Jelaslah bahwa, keadilan suami bukanlah syarat
hukum, tetapi merupakan konsekuensi logis dari poligami tersebut. Poligami
memang merupakan alternatif bagi suami yang kurang puas dengan satu orang
isteri karena berbagai sebab, dari pada ia terjerumus ke lembah perzinaan atau
pelacuran, lebih baik melaksanakan poligami yang dihalalkan oleh syari’at Islam.[18]
3. Poligami dalam Perspektif Hukum Perkawinan
Indonesia
Hukum perkawinan di Indonesia menganut asas
seorang pria hanya mempunyai satu orang isteri atau asas monogami. Sebagaimana
disebutkan dalam UU No. 1 Tahun 1974 tentang Perkawinan dan Kompilasi Hukum Islam.
Namun demikian, dalam hukum perkawinan di
Indonesia itu sendiri tidak lantas melarang sepenuhnya seorang suami untuk
berpoligami, poligami dibolehkan bagi seorang suami dengan syarat dan prosedur
tertentu.
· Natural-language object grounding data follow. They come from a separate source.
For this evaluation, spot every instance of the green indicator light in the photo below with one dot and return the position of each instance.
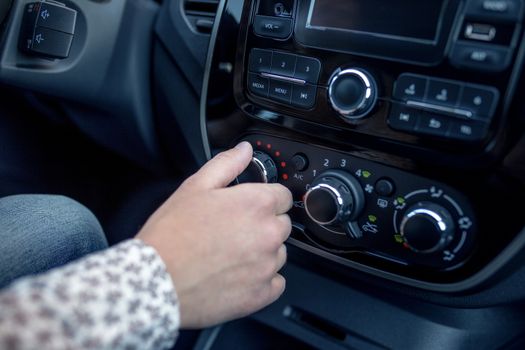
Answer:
(399, 238)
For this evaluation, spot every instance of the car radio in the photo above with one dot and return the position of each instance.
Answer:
(386, 121)
(366, 73)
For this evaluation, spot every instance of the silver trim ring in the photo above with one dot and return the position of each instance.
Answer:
(333, 191)
(262, 168)
(439, 223)
(368, 93)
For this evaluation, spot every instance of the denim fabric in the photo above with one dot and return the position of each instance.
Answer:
(39, 232)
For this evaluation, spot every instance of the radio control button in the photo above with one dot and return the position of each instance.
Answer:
(303, 96)
(273, 27)
(280, 91)
(260, 61)
(283, 64)
(403, 118)
(307, 69)
(410, 87)
(468, 131)
(511, 10)
(432, 124)
(481, 101)
(258, 85)
(480, 57)
(443, 93)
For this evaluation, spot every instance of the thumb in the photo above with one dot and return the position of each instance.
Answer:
(225, 167)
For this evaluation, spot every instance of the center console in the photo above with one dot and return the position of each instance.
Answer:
(393, 126)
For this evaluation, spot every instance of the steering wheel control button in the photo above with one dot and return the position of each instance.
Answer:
(258, 85)
(352, 93)
(468, 130)
(427, 227)
(300, 162)
(280, 91)
(272, 27)
(50, 43)
(410, 87)
(262, 169)
(283, 64)
(48, 29)
(307, 69)
(480, 100)
(443, 93)
(56, 16)
(260, 61)
(435, 125)
(385, 187)
(303, 96)
(403, 118)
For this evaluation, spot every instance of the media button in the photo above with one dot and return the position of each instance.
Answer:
(283, 64)
(280, 90)
(303, 96)
(511, 10)
(480, 100)
(432, 124)
(260, 61)
(273, 27)
(468, 131)
(443, 93)
(307, 69)
(258, 85)
(403, 118)
(410, 87)
(489, 58)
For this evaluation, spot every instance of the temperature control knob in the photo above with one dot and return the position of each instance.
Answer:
(262, 168)
(335, 197)
(427, 227)
(352, 93)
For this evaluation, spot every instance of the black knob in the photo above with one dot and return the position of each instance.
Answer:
(262, 168)
(352, 93)
(427, 227)
(335, 197)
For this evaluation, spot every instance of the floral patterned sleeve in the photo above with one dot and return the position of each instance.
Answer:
(120, 298)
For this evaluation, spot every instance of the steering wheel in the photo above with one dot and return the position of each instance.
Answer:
(104, 83)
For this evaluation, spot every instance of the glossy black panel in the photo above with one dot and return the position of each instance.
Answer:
(486, 175)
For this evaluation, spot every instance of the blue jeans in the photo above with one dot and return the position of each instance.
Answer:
(40, 232)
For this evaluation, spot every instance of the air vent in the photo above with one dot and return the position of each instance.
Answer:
(201, 14)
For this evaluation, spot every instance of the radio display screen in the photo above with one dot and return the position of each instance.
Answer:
(415, 19)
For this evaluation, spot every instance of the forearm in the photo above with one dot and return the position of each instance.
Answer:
(119, 298)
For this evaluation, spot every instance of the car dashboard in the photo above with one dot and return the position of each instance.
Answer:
(397, 126)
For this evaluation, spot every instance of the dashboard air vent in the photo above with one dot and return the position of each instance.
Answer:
(201, 14)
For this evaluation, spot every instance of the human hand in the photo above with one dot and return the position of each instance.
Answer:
(223, 247)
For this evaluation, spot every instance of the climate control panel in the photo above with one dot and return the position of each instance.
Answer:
(350, 206)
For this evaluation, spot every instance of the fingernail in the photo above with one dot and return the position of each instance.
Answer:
(243, 146)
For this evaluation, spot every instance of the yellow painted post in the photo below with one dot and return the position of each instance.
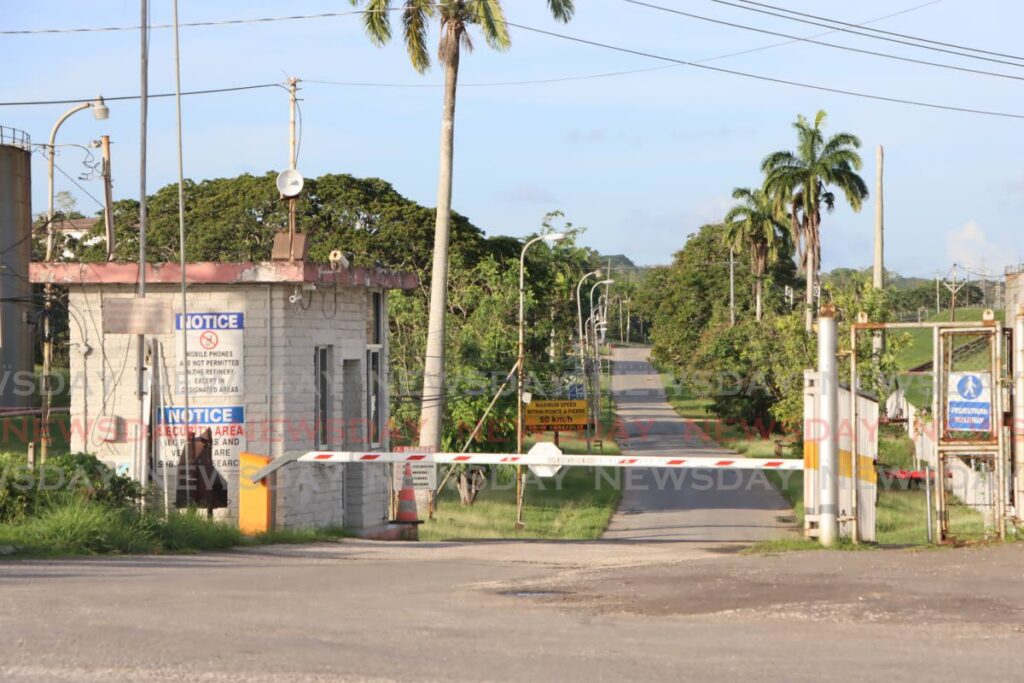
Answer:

Karena pada prinsipnya suatu perkawinan seorang pria hanya boleh mempunyai
seorang isteri, maka poligami atau seorang suami beristeri lebih dari seorang
perempuan diperbolehkan apabila dikehendaki oleh pihak-pihak yang bersangkutan
dan pengadilan telah memberi izin untuk berpoligami.[19] Adapun
alasan-alasan yang dipedomani oleh Pengadilan untuk dapat memberi izin poligami
, ditegaskan dalam pasal 4 ayat 2 UU Perkawinan;
Pengadilan dimaksud dalam ayat (1) pasal ini
hanya memberikan izin kepada suami yang akan beristeri lebih dari seorang
apabila;
1. isteri tidak dapat menjalankan kewajibannya
sebagai isteri;
2. isteri mendapat cacat badan atau penyakit yang
tidak dapat disembuhkan;
3. isteri tidak dapat melahirkan keturunan.[20]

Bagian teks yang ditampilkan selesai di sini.